Quite by chance, I recently happened to be in the factory where they print this ordinary looking but deceptively complex 12-page Coles flyer. It’s an interesting process because while, on the surface, this looks like just another coupon booklet, the idea is that it should be possible for every recipient – and we’re talking millions here – to get a different set of offers.
Apparently, information gathered from shoppers’ buying habits and their loyalty program preferences will be used to personalise each mail-out so that every piece is unique and targeted to the recipient. In theory, this makes it statistically more likely that people will respond to the offers.
As the ribbon of paper unfolds, our desires are reflected back at us, a crude mirror image of who we are (I shop therefore I am) compiled byte by byte by huge data sieves that track and trace our daily needs.

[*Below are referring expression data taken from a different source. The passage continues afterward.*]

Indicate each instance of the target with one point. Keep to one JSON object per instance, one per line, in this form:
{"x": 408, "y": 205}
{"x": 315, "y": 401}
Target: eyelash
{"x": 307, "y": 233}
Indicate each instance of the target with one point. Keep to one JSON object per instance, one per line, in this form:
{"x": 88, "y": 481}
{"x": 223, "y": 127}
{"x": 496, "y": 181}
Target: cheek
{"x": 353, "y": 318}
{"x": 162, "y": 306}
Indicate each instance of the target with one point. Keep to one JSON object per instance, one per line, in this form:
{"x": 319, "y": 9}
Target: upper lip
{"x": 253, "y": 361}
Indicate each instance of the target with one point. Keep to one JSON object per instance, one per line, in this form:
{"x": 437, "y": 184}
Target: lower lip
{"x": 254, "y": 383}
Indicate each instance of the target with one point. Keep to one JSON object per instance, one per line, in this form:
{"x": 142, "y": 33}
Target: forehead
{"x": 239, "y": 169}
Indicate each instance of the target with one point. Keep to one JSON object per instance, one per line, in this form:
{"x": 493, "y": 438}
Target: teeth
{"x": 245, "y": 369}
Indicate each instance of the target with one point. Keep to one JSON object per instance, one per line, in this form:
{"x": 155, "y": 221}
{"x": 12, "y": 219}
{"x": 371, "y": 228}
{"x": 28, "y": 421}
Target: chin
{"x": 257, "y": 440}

This example, which came in the post just a few days after I’d seen where they were being produced, is not a particularly good example of the process. It lacks any specific, tailored marketing offers, as far as I can tell, which is probably due to the lack of information that has been collected about my shopping habits.

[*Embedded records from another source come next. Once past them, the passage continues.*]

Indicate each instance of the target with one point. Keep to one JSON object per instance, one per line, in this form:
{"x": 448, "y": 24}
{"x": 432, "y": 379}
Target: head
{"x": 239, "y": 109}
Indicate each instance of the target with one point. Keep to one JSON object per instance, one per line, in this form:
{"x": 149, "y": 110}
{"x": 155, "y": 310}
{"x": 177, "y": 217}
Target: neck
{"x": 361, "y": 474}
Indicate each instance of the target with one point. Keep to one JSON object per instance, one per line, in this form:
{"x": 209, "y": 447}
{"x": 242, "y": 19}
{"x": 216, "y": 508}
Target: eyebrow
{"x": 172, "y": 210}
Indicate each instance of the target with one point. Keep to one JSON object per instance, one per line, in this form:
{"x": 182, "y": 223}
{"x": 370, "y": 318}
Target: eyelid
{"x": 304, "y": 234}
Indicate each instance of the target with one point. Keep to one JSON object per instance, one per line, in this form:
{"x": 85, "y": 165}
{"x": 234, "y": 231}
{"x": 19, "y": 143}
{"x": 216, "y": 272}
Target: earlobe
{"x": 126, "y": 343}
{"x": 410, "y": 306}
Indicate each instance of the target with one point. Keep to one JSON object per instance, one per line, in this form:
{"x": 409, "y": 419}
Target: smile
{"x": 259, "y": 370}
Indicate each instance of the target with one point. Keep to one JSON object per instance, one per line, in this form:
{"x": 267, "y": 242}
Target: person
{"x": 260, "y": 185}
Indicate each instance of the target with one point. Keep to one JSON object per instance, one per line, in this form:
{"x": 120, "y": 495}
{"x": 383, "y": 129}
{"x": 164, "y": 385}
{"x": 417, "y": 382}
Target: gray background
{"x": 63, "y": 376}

Nevertheless, it is still a pretty impressive production. It’s quite straightforward to personalise a printed document with names and addresses and numerical information – any mail merge will do that – but this document is attempting to do it in full colour at high speed (thousands of pages per minute) using quite complex marketing information, all printed double-sided in a single pass, sheeted, perforated, folded and ready to mail out – and it has to be 100 per cent accurate (I don’t want to receive offers for dog food or beauty products).

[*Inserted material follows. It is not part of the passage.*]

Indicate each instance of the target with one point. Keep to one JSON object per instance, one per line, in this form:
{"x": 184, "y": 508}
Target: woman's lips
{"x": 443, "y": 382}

Meh, I hear you say. This is pretty much what we’ve come to expect in a digital world – clever machines that know exactly what we like, where we’ve been and who we’ve met. Everybody expects to be treated as an individual in Internetland – for goodness sakes, that’s where we live, that’s our identity! True enough, but it’s quite hard to translate all that detail and nuance into mass production; we may be all individuals but there very few things we buy or consume that are unique to us.
How to connect that personalised, digital world with the world of mass production and consumption is still a challenge. Coles has done it with a simple flyer; mass production, individualised item. Down, down, deeper and down.
I know, it doesn’t look like much but this is a truly remarkable document. Humans have been incapable of doing this until very recently; the technology required to print this way is younger than the iPhone or Twitter. This is cutting-edge, folks!
Certainly the people involved in its production are very excited by the possibilities. Will it work? We’ll see, but for the moment let us bask in the knowledge that, today, mankind is producing a more technologically-advanced strain of ephemera than has ever been seen before.